Well the code is all very alpha quality. With screen scraping, and particularly with weather, you never know you’ve got your parser just right, you just know it hasn’t broken yet. So there are probably a few bugs still lurking. Improvements could come from being more intelligent about when to produce new RSS items, and folding/condensing the forecasts as mentioned above. Also including doppler, doing a better job of tracking down extreme weather info, and maybe cute little weather icons like everyone seems to have.

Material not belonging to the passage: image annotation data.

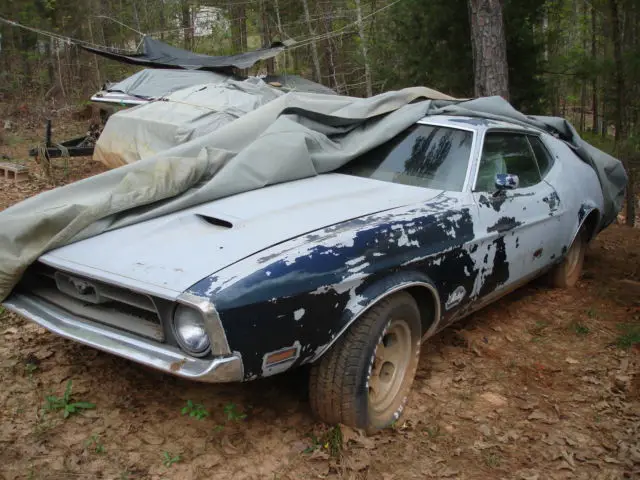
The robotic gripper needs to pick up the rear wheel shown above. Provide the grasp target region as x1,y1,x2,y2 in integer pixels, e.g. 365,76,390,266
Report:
550,228,587,288
309,292,422,432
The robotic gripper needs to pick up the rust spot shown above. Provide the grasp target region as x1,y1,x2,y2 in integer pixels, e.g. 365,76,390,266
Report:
169,358,187,372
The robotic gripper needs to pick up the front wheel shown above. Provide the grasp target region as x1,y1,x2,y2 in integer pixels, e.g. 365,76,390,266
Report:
550,228,587,288
309,292,422,432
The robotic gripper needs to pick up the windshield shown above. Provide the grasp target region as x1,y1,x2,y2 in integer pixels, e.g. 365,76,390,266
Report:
337,124,473,192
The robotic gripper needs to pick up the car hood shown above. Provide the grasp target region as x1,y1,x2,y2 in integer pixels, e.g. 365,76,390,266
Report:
40,173,441,298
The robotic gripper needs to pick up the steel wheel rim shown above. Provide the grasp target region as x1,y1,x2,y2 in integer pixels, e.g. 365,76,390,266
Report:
567,238,581,276
367,320,413,413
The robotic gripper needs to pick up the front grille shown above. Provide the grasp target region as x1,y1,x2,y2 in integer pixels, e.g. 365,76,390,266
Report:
18,263,165,342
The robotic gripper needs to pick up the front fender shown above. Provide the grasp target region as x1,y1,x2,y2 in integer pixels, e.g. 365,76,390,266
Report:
310,271,441,362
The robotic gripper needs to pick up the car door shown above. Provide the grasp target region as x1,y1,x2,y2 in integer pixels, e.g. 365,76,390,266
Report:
473,130,559,299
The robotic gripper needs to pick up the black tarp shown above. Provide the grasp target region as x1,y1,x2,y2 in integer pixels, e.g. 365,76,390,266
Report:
82,37,285,72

Also the current version (if its still the current version) will probably brake sometime next Winter, as Winter weather reports just look different.

Lastly more and better datasources. If you know of a better source of info, let me know. Thanks.

Providing a Service

Right now its just some Perl modules, and few scripts, you’re welcome to download it. Like I said I kind of burned out my entrepreneurial side hasn’t really re-grown. But IF you really did want to pay me to provide a RSS weather service, something like $8-$12/year probably I might be interested. I wonder what the legality of re-selling other peoples data is? There are a number of desktop clients which do it, but they’re selling clients, not the data. (I guess I’m just selling a webservice client at that) In the process of jack hammering my thoughts out of Perl and into English this morning (Trader Joe’s Moka Java) I think I was hit for the first time what confuses and baffles people about open source. At commercial development prices this is a $1500-$2000 dollar investment before infrastructure, as open source its something to do until the rain stops. (hey, or you could hire me, and I’ll thrown in setting up a customized RSS feed of just about anything as a bonus)

In the meantime, expect at least a minimal project page, ala cvs2rss in the near future. (and try to resist making it into a wildly successful commericial venture, that would be depressing)

ps. this post almost was titled, “It was a Dark and Stormy Night” (after all it was!), this is why people are bad at meta-data.